Las autoridades de Qatar han expresado su satisfacción por el acuerdo de alto el fuego alcanzado entre las Fuerzas Democráticas Sirias (FDS) y el Gobierno de Damasco, anunciado este domingo por el presidente sirio, Ahmed al Shara. El pacto otorga al Ejecutivo sirio el control total de los enclaves estratégicos de la región semiautónoma del noreste del país, en concreto Raqqa, Deir Ezzor y Hasaka, a cambio de la incorporación de sus estructuras locales y de las milicias kurdo-árabes en el entramado militar, de seguridad y administrativo del Estado.
El Ministerio de Exteriores de Qatar ha manifestado que considera este entendimiento “un paso importante hacia el fortalecimiento de la paz civil, la mejora de la seguridad y la estabilidad, y la construcción de un Estado basado en las instituciones y el Estado de derecho”, de acuerdo con un comunicado difundido en redes sociales.
En la misma nota, la diplomacia qatarí ha subrayado que “la estabilidad y la prosperidad de Siria requieren el control exclusivo del Estado sobre las armas dentro de un solo Ejército nacional que represente a todos los componentes del pueblo sirio, de manera que se garantice la preservación de la soberanía, la independencia y la integridad territorial del país”, y ha destacado asimismo “los eficaces esfuerzos de Estados Unidos, que contribuyeron a alcanzar este acuerdo”.
El Ministerio ha reiterado además su “pleno apoyo a la soberanía y la unidad de Siria, y a las aspiraciones de su pueblo hermano de libertad, desarrollo y prosperidad”.
El anuncio oficial del alto el fuego ha llegado desde la Presidencia siria. Por ahora, ni la Administración Autónoma del Norte y el Este de Siria (AANES) ni las FDS, su “ejército” de facto, incluido su comandante en jefe, Mazloum Abdi, han emitido comentarios. Sí lo ha hecho el enviado especial de Estados Unidos, Tom Barrack, que ha respaldado el texto e instado a las partes a culminar con éxito el proceso de integración.
Entre las cláusulas esenciales del acuerdo figura que, a cambio del cese inmediato de la ofensiva del Ejército sirio en el noreste, tanto la AANES como las FDS aceptarán “la transferencia administrativa y militar inmediata y completa de las gobernaciones de Deir Ezzor y Raqqa al Gobierno sirio” y la “integración de todas las instituciones civiles de la gobernación de Hasaka en las instituciones y estructuras administrativas del Estado sirio”.
Las FDS se obligan a replegarse a “la zona al este del río Éufrates”, mientras que el Gobierno central asumirá la gestión de todos los pasos fronterizos y de los yacimientos de petróleo y gas de la zona, cuya protección quedará “garantizada por fuerzas regulares para garantizar el retorno de los recursos al Estado sirio”.
El texto también prevé que las milicias puedan remitir “una lista de líderes” propuestos por su dirección “para ocupar altos cargos militares, de seguridad y civiles dentro de la estructura del Gobierno central”, en lo que supondría la culminación de las hasta ahora frustradas conversaciones de integración con la AANES, que venía reclamando un modelo federal con plena autonomía.

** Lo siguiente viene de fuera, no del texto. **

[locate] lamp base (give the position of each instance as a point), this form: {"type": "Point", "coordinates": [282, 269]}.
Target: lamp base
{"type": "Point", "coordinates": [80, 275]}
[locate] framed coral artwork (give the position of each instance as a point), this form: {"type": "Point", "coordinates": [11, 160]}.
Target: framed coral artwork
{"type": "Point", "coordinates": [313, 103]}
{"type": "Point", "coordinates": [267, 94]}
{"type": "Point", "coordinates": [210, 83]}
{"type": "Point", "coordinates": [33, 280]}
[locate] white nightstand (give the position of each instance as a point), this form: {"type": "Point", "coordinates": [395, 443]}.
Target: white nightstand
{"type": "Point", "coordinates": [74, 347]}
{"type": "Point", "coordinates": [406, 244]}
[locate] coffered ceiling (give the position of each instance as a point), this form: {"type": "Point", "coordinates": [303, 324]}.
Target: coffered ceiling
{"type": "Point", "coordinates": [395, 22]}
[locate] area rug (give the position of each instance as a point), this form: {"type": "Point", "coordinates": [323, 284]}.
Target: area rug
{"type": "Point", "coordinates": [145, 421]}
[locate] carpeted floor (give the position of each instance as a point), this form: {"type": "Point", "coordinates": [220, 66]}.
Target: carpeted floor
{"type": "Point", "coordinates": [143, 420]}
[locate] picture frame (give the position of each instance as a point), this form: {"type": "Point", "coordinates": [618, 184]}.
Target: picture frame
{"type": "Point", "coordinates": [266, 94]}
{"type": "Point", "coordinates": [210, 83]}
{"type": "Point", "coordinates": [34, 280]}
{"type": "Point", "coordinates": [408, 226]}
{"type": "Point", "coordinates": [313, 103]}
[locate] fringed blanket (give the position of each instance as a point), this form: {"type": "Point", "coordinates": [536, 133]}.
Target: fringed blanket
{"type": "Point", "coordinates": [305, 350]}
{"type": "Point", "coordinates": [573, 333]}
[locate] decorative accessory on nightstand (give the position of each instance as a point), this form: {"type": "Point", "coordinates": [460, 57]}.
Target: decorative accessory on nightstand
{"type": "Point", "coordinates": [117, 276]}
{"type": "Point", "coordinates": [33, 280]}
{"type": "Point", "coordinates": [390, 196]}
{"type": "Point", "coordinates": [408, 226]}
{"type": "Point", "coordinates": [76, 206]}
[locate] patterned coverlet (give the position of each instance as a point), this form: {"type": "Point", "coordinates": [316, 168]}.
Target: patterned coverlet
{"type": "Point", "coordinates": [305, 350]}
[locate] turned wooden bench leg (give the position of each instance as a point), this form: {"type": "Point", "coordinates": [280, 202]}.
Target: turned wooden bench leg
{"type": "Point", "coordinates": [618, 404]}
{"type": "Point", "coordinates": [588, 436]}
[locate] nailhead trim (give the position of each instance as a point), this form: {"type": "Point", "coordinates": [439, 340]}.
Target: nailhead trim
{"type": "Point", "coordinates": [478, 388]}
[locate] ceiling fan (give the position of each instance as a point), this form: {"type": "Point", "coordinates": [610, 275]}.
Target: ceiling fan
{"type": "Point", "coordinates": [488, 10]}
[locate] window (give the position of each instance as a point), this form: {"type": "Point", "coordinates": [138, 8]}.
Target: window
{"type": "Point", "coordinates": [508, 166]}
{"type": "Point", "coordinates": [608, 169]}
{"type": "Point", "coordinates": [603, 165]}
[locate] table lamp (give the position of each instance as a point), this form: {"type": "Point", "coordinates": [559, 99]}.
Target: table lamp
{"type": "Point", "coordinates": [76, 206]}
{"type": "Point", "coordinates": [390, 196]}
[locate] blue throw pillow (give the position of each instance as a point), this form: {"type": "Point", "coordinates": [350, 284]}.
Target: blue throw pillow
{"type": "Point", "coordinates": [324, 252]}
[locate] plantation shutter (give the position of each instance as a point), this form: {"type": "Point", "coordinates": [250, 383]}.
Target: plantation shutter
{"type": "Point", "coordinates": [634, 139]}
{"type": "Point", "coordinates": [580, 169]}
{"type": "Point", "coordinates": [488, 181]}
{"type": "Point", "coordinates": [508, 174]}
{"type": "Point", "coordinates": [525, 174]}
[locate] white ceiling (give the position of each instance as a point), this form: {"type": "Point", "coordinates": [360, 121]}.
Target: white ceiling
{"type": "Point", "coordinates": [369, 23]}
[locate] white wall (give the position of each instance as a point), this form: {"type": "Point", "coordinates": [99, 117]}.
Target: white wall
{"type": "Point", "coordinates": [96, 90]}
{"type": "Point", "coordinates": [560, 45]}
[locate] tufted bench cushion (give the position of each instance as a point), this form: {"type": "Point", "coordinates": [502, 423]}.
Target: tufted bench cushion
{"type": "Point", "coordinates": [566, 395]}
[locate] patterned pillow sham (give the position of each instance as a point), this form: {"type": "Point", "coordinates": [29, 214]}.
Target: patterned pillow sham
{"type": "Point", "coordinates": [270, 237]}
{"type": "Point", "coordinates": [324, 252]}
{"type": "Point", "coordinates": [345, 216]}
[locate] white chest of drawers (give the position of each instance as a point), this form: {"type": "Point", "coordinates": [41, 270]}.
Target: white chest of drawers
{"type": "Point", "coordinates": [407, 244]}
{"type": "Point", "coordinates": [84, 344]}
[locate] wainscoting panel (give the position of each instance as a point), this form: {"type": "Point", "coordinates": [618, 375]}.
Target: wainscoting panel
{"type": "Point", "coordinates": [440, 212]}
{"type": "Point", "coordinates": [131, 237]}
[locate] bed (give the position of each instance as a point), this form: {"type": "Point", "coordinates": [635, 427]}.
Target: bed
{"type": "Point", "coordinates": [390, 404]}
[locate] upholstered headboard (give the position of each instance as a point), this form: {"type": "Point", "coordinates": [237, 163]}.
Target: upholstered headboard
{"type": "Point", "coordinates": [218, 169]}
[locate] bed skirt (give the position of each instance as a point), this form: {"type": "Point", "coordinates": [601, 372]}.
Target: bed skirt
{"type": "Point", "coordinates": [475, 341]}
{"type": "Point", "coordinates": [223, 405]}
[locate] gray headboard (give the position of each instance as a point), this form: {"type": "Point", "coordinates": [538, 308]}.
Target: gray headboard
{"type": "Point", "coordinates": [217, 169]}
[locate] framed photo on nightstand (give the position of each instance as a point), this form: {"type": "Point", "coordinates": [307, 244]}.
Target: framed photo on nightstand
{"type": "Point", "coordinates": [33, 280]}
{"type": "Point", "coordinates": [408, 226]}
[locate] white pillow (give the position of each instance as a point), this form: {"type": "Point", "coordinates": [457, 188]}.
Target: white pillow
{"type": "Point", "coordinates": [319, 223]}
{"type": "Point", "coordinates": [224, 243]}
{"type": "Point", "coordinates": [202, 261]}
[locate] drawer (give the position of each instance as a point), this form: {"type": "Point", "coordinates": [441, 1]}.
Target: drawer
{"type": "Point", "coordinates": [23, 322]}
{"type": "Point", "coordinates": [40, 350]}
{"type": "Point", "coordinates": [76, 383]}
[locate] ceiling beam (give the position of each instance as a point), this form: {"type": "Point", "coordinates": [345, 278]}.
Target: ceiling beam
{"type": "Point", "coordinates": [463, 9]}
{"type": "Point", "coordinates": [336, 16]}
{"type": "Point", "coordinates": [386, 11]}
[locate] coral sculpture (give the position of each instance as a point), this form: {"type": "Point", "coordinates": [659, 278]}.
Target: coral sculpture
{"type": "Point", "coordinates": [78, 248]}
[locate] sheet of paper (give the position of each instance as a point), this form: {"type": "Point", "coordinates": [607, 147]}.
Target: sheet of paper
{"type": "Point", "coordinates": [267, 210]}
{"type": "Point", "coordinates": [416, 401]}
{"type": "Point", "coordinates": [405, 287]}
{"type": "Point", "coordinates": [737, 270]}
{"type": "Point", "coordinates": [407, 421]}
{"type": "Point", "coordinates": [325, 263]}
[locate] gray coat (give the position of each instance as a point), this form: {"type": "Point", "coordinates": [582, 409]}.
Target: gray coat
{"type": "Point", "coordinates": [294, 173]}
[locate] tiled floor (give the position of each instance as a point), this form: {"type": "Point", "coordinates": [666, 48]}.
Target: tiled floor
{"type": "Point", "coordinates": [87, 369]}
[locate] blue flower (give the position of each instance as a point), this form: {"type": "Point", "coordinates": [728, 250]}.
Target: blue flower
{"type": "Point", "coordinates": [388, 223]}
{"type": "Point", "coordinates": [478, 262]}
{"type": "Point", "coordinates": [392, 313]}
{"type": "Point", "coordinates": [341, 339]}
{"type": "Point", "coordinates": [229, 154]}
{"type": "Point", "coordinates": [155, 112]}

Asimismo, el alto el fuego contempla que las FDS y las autoridades del norte y el este de Siria acepten el reciente decreto firmado por Al Shara que reconoce la existencia de una “identidad kurda” en el país. Esto se produce pese a que, apenas unos días antes, dirigentes kurdos reclamaban que sus derechos quedaran recogidos en una Constitución nacional y no en un documento al que calificaban de “provisional”.
En virtud del acuerdo, el Gobierno sirio asumirá también la administración de los campamentos donde se encuentran familiares de miembros de la organización yihadista Estado Islámico, hasta ahora bajo custodia de las fuerzas kurdas, y se compromete a ofrecer a Estados Unidos su cooperación plena en la lucha contra las células del grupo terrorista, en la que las milicias kurdas desempeñan un papel clave como aliadas de Washington.